8. As the above extract demonstrates, the amount available in the electronic cash ledger may be used for making any payment towards tax, interest, penalty, fees and so on. If we further examine the circular, which concerns the interception of conveyances, inspection of goods in movement, their detention, release, and confiscation. Of that circular, Clause 2(h) reads:

“Where the owner of the goods or any person authorized by him comes forward to make the payment of tax and penalty as applicable under clause (a) of sub-section (1) of section 129 of the CGST Act, or where the owner of the goods does not come forward to make the payment of tax and penalty as applicable under clause (b) of sub-section (1) of the said section, the proper officer shall, after the amount of tax and penalty has been paid in accordance with the provisions of the CGST Act and the CGST Rules, release the goods and conveyance by an order in FORM GST MOV-05. Further, the order in FORM GST MOV-09 shall be uploaded on the common portal and the demand accruing from the proceedings shall be added in the electronic liability register and the payment made shall be credited to such electronic liability register by debiting the electronic cash ledger or the electronic credit ledger of the concerned person in accordance with the provisions of section 49 of the CGST Act.”

9. Both the Section 49, read with Section 129, and the circular reveal that the person whose goods have been detained could opt to pay the tax and penalty as mandated under those provisions.

10. At any rate, the learned Government Pleader has strenuously contended that Section 17(5) comes in the way. Therefore, I may examine that provision, too. Section 17(5)(i) reads as follows:

17(5) Notwithstanding anything contained in sub-section (1) of section 16 and sub-section (1) of section 18, input tax credit shall not be available in respect of the following, namely:-

(i) any tax paid in accordance with the provisions of sections 74, 129 and 130.

11. This provision clarifies that if a dealer pays tax under Section 74, 129 or 130, that dealer may not be entitled to input tax credit. It does not go beyond.

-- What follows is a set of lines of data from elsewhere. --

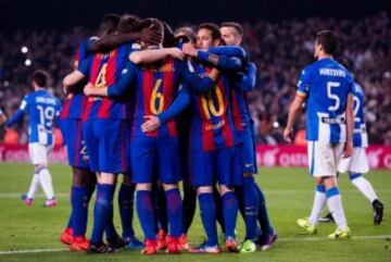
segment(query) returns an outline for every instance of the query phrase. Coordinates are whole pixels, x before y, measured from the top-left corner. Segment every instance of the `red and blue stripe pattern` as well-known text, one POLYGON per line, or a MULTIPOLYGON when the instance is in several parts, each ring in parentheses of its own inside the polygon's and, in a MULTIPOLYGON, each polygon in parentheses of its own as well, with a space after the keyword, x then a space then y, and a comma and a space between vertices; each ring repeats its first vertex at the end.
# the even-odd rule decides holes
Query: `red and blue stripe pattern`
POLYGON ((136 67, 136 109, 133 135, 147 137, 177 136, 174 120, 155 132, 143 134, 141 125, 147 115, 159 115, 173 102, 178 92, 180 71, 176 70, 177 62, 166 59, 161 64, 149 67, 136 67))
MULTIPOLYGON (((129 46, 122 46, 109 54, 96 54, 91 60, 89 83, 94 86, 109 87, 121 77, 125 68, 129 46)), ((110 88, 110 87, 109 87, 110 88)), ((83 112, 83 121, 93 118, 129 120, 131 100, 116 101, 110 98, 89 97, 83 112)))
MULTIPOLYGON (((200 75, 211 68, 195 65, 200 75)), ((229 78, 220 75, 217 84, 209 93, 193 92, 194 117, 191 128, 191 150, 213 151, 232 147, 239 142, 231 112, 229 78)))

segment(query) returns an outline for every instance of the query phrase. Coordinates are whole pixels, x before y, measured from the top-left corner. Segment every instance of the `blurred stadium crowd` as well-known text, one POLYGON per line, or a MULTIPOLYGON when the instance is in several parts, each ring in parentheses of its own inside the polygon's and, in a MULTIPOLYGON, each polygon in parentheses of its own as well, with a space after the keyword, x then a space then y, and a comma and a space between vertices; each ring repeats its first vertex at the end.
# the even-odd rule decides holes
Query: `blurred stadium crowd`
MULTIPOLYGON (((297 90, 299 74, 314 60, 315 35, 330 28, 340 37, 340 57, 352 62, 354 78, 366 93, 369 142, 391 145, 389 14, 378 13, 360 21, 313 17, 278 23, 242 23, 242 26, 244 47, 258 71, 256 91, 249 95, 258 142, 282 142, 282 127, 297 90)), ((86 28, 0 32, 0 108, 4 113, 10 116, 17 110, 21 99, 29 91, 28 76, 36 68, 50 72, 51 91, 63 98, 62 78, 72 71, 74 49, 81 39, 91 35, 92 32, 86 28)), ((304 142, 304 117, 298 122, 298 145, 304 142)), ((1 128, 0 141, 25 144, 26 128, 25 122, 7 132, 1 128)))

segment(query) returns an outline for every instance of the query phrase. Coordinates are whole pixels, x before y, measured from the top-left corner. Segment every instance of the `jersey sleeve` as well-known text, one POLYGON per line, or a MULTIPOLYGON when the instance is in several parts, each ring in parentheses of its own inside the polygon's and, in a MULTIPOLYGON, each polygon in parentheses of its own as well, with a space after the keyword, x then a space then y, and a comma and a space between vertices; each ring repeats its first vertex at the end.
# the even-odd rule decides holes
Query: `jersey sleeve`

12. At this juncture, the petitioner’s counsel submitted that once the petitioner has paid the amount through the electronic portal, it entirely lies in its discretion how it should use it. If at all, in terms of Section 17(5), it is not entitled to input credit, it can as well use the amounts lying to its credit for other purposes. To the extent it has paid the amount, the dealer stands discharged from the obligation under Section 129. Therefore, it is imperative that the respondent authorities shall release the goods, the counsel contended.

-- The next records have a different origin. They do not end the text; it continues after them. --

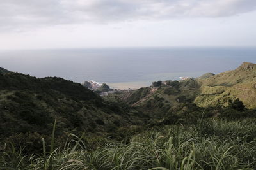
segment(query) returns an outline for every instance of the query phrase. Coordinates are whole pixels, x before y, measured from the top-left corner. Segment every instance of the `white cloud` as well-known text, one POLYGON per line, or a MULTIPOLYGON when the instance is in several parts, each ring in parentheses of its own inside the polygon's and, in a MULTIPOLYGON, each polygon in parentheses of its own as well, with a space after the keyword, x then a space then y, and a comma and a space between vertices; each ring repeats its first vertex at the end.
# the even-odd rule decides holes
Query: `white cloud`
POLYGON ((1 0, 0 28, 221 17, 255 9, 255 0, 1 0))

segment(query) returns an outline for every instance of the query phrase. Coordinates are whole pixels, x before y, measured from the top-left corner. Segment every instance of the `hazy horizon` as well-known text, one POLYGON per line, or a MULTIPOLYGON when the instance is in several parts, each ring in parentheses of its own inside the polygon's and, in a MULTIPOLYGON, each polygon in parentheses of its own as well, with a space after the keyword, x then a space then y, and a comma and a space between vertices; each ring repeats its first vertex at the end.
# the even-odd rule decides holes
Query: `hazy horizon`
POLYGON ((138 88, 158 80, 198 77, 256 62, 255 48, 128 48, 0 52, 0 67, 42 78, 95 80, 138 88))
POLYGON ((0 50, 255 46, 254 0, 0 2, 0 50))

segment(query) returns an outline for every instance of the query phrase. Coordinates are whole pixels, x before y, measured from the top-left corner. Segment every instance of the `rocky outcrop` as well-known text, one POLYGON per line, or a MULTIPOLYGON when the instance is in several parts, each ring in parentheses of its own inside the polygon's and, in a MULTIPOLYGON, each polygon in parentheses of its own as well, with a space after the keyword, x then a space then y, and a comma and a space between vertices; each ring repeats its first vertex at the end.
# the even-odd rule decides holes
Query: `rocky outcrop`
POLYGON ((251 62, 244 62, 243 64, 237 68, 239 70, 248 70, 256 68, 256 64, 251 62))

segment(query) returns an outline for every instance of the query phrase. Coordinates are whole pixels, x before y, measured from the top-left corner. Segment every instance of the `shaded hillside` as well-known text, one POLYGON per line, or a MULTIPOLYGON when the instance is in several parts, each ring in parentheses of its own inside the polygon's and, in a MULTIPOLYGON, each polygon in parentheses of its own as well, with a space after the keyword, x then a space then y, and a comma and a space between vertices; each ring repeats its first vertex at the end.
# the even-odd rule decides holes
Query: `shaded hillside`
POLYGON ((256 64, 244 62, 235 70, 198 79, 201 94, 195 100, 200 106, 227 106, 239 98, 248 108, 256 108, 256 64))
POLYGON ((172 108, 191 103, 199 94, 198 83, 193 78, 186 80, 154 82, 150 87, 140 88, 130 92, 124 100, 132 106, 151 116, 161 116, 172 108), (156 87, 154 85, 157 84, 156 87))
POLYGON ((6 73, 10 73, 10 71, 8 71, 8 70, 7 70, 6 69, 0 67, 0 74, 6 74, 6 73))
POLYGON ((55 117, 59 132, 112 132, 131 124, 132 118, 128 108, 124 111, 82 85, 56 77, 0 74, 0 101, 1 136, 28 132, 49 134, 55 117))
POLYGON ((154 82, 124 96, 132 106, 148 113, 168 113, 185 103, 200 107, 227 106, 238 98, 248 108, 256 108, 256 64, 244 62, 237 69, 194 80, 154 82))

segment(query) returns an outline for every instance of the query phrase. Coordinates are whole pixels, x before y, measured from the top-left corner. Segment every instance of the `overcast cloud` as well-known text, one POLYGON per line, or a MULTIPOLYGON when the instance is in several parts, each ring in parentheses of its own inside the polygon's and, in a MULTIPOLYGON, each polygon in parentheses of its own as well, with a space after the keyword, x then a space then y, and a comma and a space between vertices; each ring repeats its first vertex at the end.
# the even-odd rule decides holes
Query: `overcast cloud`
POLYGON ((1 0, 0 27, 223 17, 255 9, 255 0, 1 0))

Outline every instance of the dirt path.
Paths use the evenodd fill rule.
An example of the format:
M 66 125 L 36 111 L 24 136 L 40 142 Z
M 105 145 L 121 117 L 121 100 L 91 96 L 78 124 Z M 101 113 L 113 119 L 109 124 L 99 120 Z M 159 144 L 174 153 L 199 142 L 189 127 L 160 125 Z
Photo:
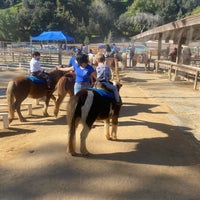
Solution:
M 89 158 L 66 154 L 68 97 L 57 119 L 42 117 L 41 106 L 27 100 L 34 107 L 33 116 L 23 110 L 29 121 L 16 119 L 10 129 L 0 129 L 0 199 L 199 200 L 194 119 L 200 94 L 191 84 L 159 74 L 126 70 L 121 76 L 118 141 L 107 141 L 103 124 L 95 123 L 87 140 Z M 52 110 L 53 104 L 50 115 Z M 79 134 L 77 142 L 78 149 Z

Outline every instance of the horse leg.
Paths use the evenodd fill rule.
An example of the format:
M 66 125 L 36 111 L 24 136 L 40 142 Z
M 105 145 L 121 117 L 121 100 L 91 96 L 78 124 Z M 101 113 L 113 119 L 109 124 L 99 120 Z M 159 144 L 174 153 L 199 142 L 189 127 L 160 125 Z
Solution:
M 67 93 L 64 93 L 62 95 L 58 95 L 58 99 L 55 102 L 55 109 L 54 109 L 54 116 L 57 117 L 58 116 L 58 112 L 59 112 L 59 108 L 60 108 L 60 104 L 63 102 L 63 99 L 65 98 Z
M 43 110 L 43 115 L 44 115 L 45 117 L 48 117 L 48 116 L 49 116 L 49 114 L 48 114 L 48 112 L 47 112 L 47 109 L 48 109 L 48 107 L 49 107 L 49 101 L 50 101 L 50 97 L 46 97 L 46 99 L 45 99 L 45 105 L 44 105 L 44 110 Z
M 115 109 L 112 116 L 112 130 L 111 130 L 111 139 L 117 140 L 117 128 L 118 128 L 118 117 L 119 117 L 120 108 Z
M 53 100 L 53 102 L 55 103 L 55 105 L 56 105 L 56 97 L 52 94 L 51 95 L 51 99 Z
M 87 150 L 86 147 L 86 138 L 88 136 L 88 133 L 90 131 L 91 128 L 89 128 L 89 126 L 87 124 L 83 125 L 83 129 L 81 131 L 81 135 L 80 135 L 80 152 L 83 156 L 87 156 L 90 154 L 90 152 Z
M 104 121 L 104 133 L 106 135 L 106 139 L 111 140 L 111 137 L 110 137 L 110 118 L 107 118 Z
M 76 156 L 77 153 L 76 149 L 76 128 L 79 124 L 79 119 L 73 119 L 72 123 L 69 124 L 69 131 L 68 131 L 68 152 L 72 156 Z
M 20 122 L 26 122 L 26 119 L 22 116 L 22 113 L 21 113 L 21 103 L 22 103 L 22 101 L 17 101 L 16 100 L 15 103 L 14 103 L 14 107 L 15 107 L 15 109 L 17 111 L 17 114 L 19 116 Z

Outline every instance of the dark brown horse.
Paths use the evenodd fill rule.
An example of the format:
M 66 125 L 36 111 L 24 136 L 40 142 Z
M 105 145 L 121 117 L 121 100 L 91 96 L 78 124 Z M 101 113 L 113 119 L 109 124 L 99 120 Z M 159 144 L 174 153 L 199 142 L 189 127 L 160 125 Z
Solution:
M 121 84 L 118 84 L 121 87 Z M 67 109 L 67 122 L 69 126 L 68 151 L 72 156 L 75 152 L 76 128 L 79 122 L 83 124 L 81 131 L 80 152 L 86 156 L 89 154 L 86 147 L 86 139 L 93 123 L 97 120 L 104 120 L 105 134 L 107 139 L 117 139 L 118 117 L 121 105 L 113 103 L 110 93 L 97 88 L 83 89 L 75 96 L 71 97 Z M 109 126 L 112 120 L 112 131 L 110 134 Z
M 64 75 L 64 72 L 60 70 L 54 70 L 49 73 L 51 77 L 51 91 L 47 90 L 47 84 L 44 83 L 35 83 L 27 76 L 19 76 L 13 78 L 7 87 L 7 101 L 8 101 L 8 113 L 9 113 L 9 122 L 12 122 L 14 119 L 14 112 L 17 111 L 19 119 L 21 122 L 26 121 L 21 114 L 21 104 L 27 98 L 38 99 L 41 97 L 46 97 L 45 107 L 44 107 L 44 116 L 48 116 L 47 108 L 49 106 L 50 98 L 55 101 L 53 92 L 58 80 Z
M 75 73 L 67 73 L 61 77 L 57 83 L 56 89 L 58 98 L 56 100 L 54 115 L 57 117 L 59 108 L 67 93 L 72 97 L 74 95 Z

13. Indeed, as has rightly been contended by the petitioner’s counsel, there is a difference between Section 129 and 130: Section 129 deals with detention and 130 with confiscation. Here, confiscation is not the case.

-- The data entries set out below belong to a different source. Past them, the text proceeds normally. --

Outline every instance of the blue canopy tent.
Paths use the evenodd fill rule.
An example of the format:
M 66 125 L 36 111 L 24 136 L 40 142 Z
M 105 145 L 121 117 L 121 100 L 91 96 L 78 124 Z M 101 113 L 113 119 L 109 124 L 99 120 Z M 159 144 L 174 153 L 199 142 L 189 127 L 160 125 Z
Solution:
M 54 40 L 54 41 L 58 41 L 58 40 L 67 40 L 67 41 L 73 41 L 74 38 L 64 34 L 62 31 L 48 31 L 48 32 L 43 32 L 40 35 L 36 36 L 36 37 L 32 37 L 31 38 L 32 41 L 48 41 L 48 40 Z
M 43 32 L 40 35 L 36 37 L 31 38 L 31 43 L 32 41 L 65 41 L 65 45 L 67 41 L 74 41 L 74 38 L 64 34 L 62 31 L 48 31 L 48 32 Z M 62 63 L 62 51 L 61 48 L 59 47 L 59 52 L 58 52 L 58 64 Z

14. Under these circumstances, the Court declares that the 1st respondent’s insistence that the petitioner should pay the amount either in cash or through demand draft cannot be sustained. As is further evident from Ext.P7, the petitioner is a dealer registered under the CGST. Cumulatively viewed, the petitioner’s paying the penalty under Ext.P5 receipt to the portal of GST is eminently sustainable. Therefore, I direct that the 1st respondent authority, release the goods, after receiving Ext.P5 receipt. With these observations, the writ petition stands disposed of.